Au cours de son audition, Mamadou Kallan dit avoir été interrogé sur ses relations avec les politiques et comment sa structure était financée. « Ils m’ont demandé avec quel parti politique je travaille et qui finançait notre mouvement pour former un coup d’Etat. C’était ahurissant. Je me demandais où va le pays et comment un simple étudiant, qui mène un combat contre le changement constitutionnel, peut faire un coup d’Etat. C’était vraiment inexplicable. Ils nous ont torturés pendant trois jours, sans manger, ni boire », a-t-il fait savoir.

En outre, le jeune homme dit ne pas savoir comment il s’est retrouvé à Forécariah. « Depuis lundi matin, je ne supportais plus les tortures. Le mardi, j’ai perdu connaissance vers 18 heures. Et puis, je me suis retrouvé vers Forécariah. Là-bas, je me suis réveillé dans une clinique. Il y avait des seringues et de la colle sur mon corps. Je me demandais où je suis comme ça. Il y avait les parents à côté. Ils m’ont dit qu’on m’a retrouvé couché au bord de la route, pensant que c’était un corps sans vie. J’ai dit Dieu merci. Heureusement, vous êtes venus au bon moment. De là-bas, ils m’ont soigné, et on m’a ramené à Conakry », a-t-il raconté.
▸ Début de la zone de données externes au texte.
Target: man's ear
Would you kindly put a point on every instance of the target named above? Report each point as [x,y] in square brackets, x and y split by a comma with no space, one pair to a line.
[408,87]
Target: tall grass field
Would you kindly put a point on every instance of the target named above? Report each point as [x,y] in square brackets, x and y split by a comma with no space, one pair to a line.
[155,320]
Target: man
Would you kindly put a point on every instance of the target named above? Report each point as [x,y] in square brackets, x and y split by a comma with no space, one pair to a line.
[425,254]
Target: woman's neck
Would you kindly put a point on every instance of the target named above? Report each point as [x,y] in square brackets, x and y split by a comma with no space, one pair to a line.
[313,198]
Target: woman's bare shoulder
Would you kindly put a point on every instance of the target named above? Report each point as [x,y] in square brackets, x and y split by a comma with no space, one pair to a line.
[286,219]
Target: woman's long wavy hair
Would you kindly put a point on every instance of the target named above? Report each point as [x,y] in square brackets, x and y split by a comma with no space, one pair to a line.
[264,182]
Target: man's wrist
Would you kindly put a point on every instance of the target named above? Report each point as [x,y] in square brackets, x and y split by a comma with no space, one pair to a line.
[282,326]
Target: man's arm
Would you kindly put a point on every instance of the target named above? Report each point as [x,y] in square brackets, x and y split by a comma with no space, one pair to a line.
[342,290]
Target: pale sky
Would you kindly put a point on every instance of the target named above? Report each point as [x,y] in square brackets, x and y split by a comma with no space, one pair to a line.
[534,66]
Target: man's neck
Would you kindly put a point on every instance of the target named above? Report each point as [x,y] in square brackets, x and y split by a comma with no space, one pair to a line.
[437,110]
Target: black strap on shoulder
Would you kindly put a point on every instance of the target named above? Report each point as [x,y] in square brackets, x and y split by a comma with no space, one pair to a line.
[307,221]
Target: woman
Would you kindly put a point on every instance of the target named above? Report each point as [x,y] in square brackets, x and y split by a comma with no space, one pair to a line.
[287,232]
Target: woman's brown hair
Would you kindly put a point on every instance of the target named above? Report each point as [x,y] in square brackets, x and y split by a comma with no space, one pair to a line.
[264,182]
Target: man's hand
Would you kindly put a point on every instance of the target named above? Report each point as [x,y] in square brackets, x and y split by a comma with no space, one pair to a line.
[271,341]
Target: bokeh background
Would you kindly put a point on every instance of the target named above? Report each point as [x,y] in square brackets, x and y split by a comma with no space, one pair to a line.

Malgré cette mésaventure, Mamadou Kallan Diallo a dit que la dynamique du combat va se poursuivre. « Cette arrestation ne nous fera ni chaud, ni froid. Cette torture ne nous empêchera pas de continuer le combat. Parce que notre objectif, c’est d’éveiller la conscience des jeunes étudiants afin qu’ils participent au combat contre le 3ème mandat. Ce combat n’est pas un combat d’une entité politique, d’une ethnie ou d’une région. C’est un combat de tous les guinéens épris de paix et de justice », a-t-il martelé.